This diver is one of three diver species visiting Ireland in winter, including the black-throated and the red-throated. With their feet located far back on the body these birds are excellent swimmers, propelling themselves on and below water with ease, but the trade-off is their poor walking ability as their heavy bodies fall forward.

The black-throated loon (Gavia arctica)
. (Oleg Kovtun/Getty Images)

Although the precise origin of the word ‘loon’ is unknown, it seems the name is most likely linked to ungainly walking. Multiple sources suggest the word comes from either the Old English, ‘lumme’, or Old Norse, ‘lama’, both of which are close to ‘lame’, pointing to the birds’ clumsiness or awkwardness on land.

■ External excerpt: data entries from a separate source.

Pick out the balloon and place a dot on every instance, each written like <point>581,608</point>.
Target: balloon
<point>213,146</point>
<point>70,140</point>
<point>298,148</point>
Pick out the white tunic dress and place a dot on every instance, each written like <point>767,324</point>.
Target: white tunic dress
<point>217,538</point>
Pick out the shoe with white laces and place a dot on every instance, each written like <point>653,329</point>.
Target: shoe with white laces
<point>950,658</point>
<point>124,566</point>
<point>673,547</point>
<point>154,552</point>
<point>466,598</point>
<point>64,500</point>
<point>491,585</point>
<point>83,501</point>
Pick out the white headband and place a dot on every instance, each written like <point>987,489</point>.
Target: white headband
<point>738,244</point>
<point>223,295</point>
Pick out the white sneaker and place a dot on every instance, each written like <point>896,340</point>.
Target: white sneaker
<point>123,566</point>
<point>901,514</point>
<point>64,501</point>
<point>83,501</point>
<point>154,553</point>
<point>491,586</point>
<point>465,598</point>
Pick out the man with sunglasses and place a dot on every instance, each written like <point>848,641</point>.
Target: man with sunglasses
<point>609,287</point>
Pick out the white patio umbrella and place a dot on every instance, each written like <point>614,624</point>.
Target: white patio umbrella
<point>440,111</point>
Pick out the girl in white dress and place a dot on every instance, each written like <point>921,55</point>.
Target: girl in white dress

One of the great northern diver’s Irish names is Lóma mór, ‘big loon’. In its northern breeding territories, native people have local names for Gavia immer, often reflecting folklore and mythical tales associated with it.

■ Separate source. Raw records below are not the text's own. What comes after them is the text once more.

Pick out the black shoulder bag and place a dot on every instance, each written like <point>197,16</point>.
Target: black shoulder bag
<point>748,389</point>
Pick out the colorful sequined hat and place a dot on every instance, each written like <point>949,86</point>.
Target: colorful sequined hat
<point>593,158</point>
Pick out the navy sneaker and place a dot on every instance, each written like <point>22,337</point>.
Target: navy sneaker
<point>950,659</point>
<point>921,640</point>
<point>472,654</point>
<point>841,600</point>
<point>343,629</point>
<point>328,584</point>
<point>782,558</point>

In their paper, Great Northern Diver (Gavia immer) in Circumpolar Folk Ornithology 2005, Svanberg and Ægisson, Uppsala University, Sweden, include a folktale on how the loon came to look and walk as it does.

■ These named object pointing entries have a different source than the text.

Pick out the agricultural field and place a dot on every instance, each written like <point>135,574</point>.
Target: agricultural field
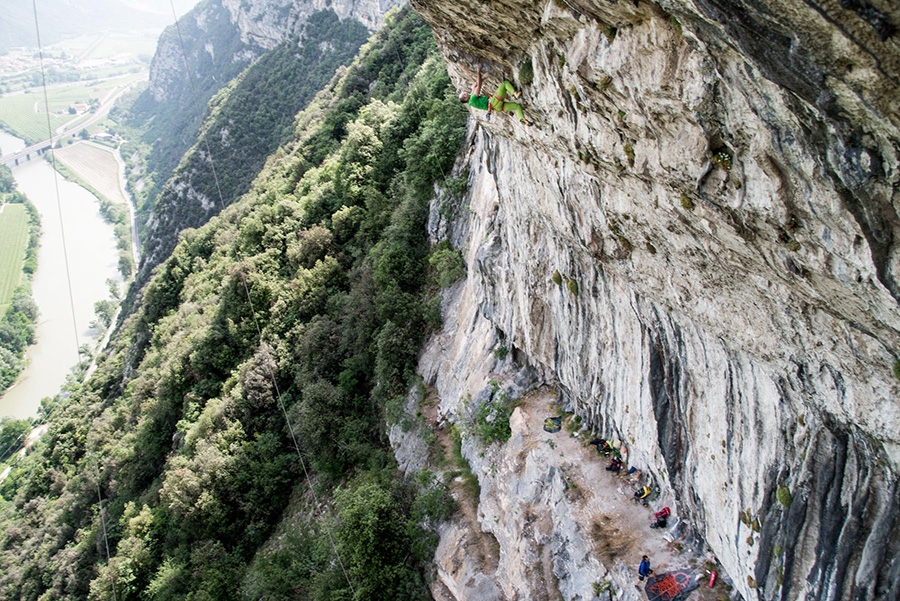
<point>13,243</point>
<point>110,45</point>
<point>25,113</point>
<point>96,165</point>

Common Loon (Gavia immer) Rising out of Water on a Misty Lake - Ontario, Canada
. (BrianLasenby/Getty Images/iStockphoto)

One of the oldest known Inuit versions of the story was documented by Henrik Christopher Glahn, a missionary priest, in 1768. The story tells how after a chance meeting, a raven and loon agreed to tattoo each other, which became quite difficult when the raven would not keep still.

The loon said, “If you don’t keep still, I will pour the soot I’m using all over you”.

Losing patience, the loon finally poured the soot all over the raven and hastily ran off. Displeased, “the raven picked up fire stones and threw them at the loon”, which struck the bird on the thighs causing it to sink down, leaving it almost unable to walk.

From that day, all ravens are black, and all loons are clumsy on their feet.

I hope after receiving safe harbour here in Ireland, these resilient birds of the north will safely return to their breeding grounds and the good care of the Inuit people of the high Arctic.